Pakistan's petroleum product prices remain elevated compared to pre-US-Iran conflict levels, with petrol and high-speed diesel (HSD) in the international market costing $15 to $20 per barrel more than before the war, according to Federal Minister for Petroleum Ali Pervaiz Malik.
Government Unable to Reduce Pump Prices Despite Lower Levies
Speaking to media after a parliamentary panel meeting, Malik explained that although crude oil prices have returned to pre-war levels, the prices of petrol and HSD are still significantly higher. Since Pakistan imports about 70 percent of its petrol and 33 percent of its diesel requirements, the government has not been able to bring pump prices back to previous levels despite reducing the burden of levies, including the petroleum levy.
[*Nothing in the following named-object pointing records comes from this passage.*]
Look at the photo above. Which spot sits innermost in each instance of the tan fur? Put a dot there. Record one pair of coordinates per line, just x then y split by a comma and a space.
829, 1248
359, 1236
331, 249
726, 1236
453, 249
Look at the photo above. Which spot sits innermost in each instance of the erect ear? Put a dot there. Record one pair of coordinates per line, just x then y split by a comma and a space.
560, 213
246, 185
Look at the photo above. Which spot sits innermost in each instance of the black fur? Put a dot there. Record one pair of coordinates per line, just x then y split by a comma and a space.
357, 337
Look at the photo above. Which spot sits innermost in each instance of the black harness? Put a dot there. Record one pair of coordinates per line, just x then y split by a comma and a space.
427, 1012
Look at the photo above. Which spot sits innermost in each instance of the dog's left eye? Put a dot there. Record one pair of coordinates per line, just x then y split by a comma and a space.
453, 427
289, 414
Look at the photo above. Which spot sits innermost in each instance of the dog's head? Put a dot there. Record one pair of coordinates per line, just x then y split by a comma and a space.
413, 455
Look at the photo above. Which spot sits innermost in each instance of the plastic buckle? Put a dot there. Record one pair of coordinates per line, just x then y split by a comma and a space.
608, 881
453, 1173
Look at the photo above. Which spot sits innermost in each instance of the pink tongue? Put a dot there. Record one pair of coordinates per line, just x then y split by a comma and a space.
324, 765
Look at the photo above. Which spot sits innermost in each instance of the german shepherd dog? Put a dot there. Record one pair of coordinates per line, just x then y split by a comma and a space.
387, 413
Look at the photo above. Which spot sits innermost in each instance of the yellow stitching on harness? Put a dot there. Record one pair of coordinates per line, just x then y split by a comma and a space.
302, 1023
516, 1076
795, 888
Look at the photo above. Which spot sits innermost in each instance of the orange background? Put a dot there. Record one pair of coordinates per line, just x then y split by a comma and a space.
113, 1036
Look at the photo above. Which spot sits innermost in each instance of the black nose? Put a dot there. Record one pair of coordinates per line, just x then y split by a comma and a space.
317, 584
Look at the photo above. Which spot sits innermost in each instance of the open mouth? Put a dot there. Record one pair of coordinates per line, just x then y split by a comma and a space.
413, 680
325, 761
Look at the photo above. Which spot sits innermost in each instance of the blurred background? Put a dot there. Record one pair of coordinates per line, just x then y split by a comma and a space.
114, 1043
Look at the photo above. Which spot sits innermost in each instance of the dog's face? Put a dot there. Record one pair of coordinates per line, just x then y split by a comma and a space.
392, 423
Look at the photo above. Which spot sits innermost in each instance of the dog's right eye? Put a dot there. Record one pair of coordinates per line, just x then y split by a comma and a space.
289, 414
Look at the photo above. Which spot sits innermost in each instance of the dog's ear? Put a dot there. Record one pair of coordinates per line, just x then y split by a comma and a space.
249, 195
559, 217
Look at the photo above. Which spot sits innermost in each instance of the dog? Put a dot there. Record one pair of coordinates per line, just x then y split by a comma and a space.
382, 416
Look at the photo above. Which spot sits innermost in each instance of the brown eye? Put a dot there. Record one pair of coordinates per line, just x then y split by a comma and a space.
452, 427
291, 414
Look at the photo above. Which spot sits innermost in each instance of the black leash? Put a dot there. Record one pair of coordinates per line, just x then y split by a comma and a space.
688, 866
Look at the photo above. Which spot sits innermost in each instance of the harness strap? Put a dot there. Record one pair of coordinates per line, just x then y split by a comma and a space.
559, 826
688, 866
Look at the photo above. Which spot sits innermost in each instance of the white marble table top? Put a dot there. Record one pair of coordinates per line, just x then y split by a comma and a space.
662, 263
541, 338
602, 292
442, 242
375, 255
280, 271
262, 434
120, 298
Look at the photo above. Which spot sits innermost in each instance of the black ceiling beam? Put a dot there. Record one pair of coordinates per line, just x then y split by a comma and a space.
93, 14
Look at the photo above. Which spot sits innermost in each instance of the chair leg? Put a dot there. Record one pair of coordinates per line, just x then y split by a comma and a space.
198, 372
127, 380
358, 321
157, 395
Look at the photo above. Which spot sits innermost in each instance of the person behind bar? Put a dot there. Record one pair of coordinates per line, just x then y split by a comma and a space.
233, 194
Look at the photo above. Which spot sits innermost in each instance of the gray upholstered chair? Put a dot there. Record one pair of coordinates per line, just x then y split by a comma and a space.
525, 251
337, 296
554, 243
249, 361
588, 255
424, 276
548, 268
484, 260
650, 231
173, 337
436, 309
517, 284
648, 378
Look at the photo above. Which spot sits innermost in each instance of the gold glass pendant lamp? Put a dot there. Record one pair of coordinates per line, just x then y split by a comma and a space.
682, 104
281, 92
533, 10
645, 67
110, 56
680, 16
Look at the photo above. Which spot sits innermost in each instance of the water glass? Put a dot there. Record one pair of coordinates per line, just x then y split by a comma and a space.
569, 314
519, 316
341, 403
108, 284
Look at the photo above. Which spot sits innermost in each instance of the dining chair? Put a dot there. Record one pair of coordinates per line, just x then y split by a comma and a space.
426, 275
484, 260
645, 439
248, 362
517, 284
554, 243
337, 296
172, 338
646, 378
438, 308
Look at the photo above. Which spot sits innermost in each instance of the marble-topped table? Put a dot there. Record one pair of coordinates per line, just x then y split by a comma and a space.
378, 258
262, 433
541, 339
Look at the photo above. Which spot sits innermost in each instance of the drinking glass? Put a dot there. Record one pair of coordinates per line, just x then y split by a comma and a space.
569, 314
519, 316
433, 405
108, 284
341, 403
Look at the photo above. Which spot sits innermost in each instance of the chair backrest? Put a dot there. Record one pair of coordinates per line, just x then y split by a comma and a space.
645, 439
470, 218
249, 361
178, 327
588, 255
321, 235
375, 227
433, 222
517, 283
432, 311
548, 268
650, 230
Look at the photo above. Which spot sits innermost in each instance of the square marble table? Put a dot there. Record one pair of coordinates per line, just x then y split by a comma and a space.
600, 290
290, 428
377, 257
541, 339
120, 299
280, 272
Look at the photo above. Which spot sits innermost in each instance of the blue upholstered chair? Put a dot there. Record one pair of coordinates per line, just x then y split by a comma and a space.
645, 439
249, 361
The minister noted that petroleum levy and carbon levy rates were actually higher on February 27 compared with current levels, indicating that the government has already reduced these taxes.
Standing Committee Raises Concerns Over Training Fund
Earlier, the Standing Committee on the Petroleum Division, chaired by Syed Mustafa Mehmood, MNA, questioned the utilization of the Petroleum Training Fund (PTF), particularly amounts deposited by exploration and production (E&P) companies for the provincial share. The committee sought details on how provincial energy departments have used the funds and expenditures for local inhabitants.
Global Refined Product Prices Remain High
Ali Pervaiz Malik briefed the committee on petroleum prices, LPG, and RLNG rates. He said global crude oil prices had returned to pre-war levels, but Pakistan's dependence on imported refined products kept domestic fuel prices elevated. During the crisis, petrol prices in the international market surged to $180-$190 per barrel, and diesel supplies became severely constrained. Premium, insurance, and shipping costs also increased multiple times.
Gradual Deregulation Underway
Malik said the government is gradually moving toward deregulation of petroleum product prices and wants to reduce its direct role. A committee constituted by Prime Minister Shehbaz Sharif has held three meetings to examine reforms, including the possibility of displaying petroleum prices daily. The supply chain is being monitored, and digitalization of the system is progressing.
Refinery Upgradation Policy Awaits Cabinet Approval
The minister said the refinery upgradation policy has been submitted to the cabinet, with approval expected by July 15 through the Economic Coordination Committee. After approval, the upgradation process will begin, and Pakistan aims to shift to Euro-V standard fuels. He assured lawmakers that consumers would not bear the financial burden of refinery inefficiencies. Removing the petroleum levy would reduce prices but require alternative revenue sources.
Energy Security Measures Underway
Malik said the government is working on strategic fuel reserves and infrastructure development. International studies have been commissioned, with two firms working on the project. Despite limited storage capacity, Pakistan managed the fuel crisis during the recent conflict. All fertilizer and power plants are operating, with only limited restrictions on domestic gas supply during meal hours. Offshore exploration activities are restarting after two decades, and circular debt is not expected to increase by year-end. Talks with the IMF on circular debt are ongoing.
LPG Pricing and Regulation Issues
Lawmakers questioned why official LPG prices are not implemented in the market and criticized OGRA for failing to enforce notified rates. Malik said LPG prices are linked to global propane and butane prices, with only 30-40 percent of demand met domestically. LPG auctions are halted due to a court stay order, and the government has approached the court through the Attorney General's Office. Implementation of LPG regulations is OGRA's responsibility.
Committee Recommendations
The committee recommended a dedicated meeting to examine the mechanism for determining petroleum product prices, including whether legal procedures have been followed and whether OGRA conducted public hearings. A detailed report is to be submitted at the next meeting.
On the training fund, the Petroleum Division and provincial governments briefed the committee. Billions of rupees collected under PTF from 2012-2020 were spent on international litigation by the federal government. Provinces currently hold an unutilized balance of Rs 1,956.49 million. The committee recommended a separate meeting on the fund and directed the Petroleum Division to submit a comprehensive report on status, utilization, outstanding contributions, and applicable rules. Members emphasized transparent and effective use for local communities in exploration areas.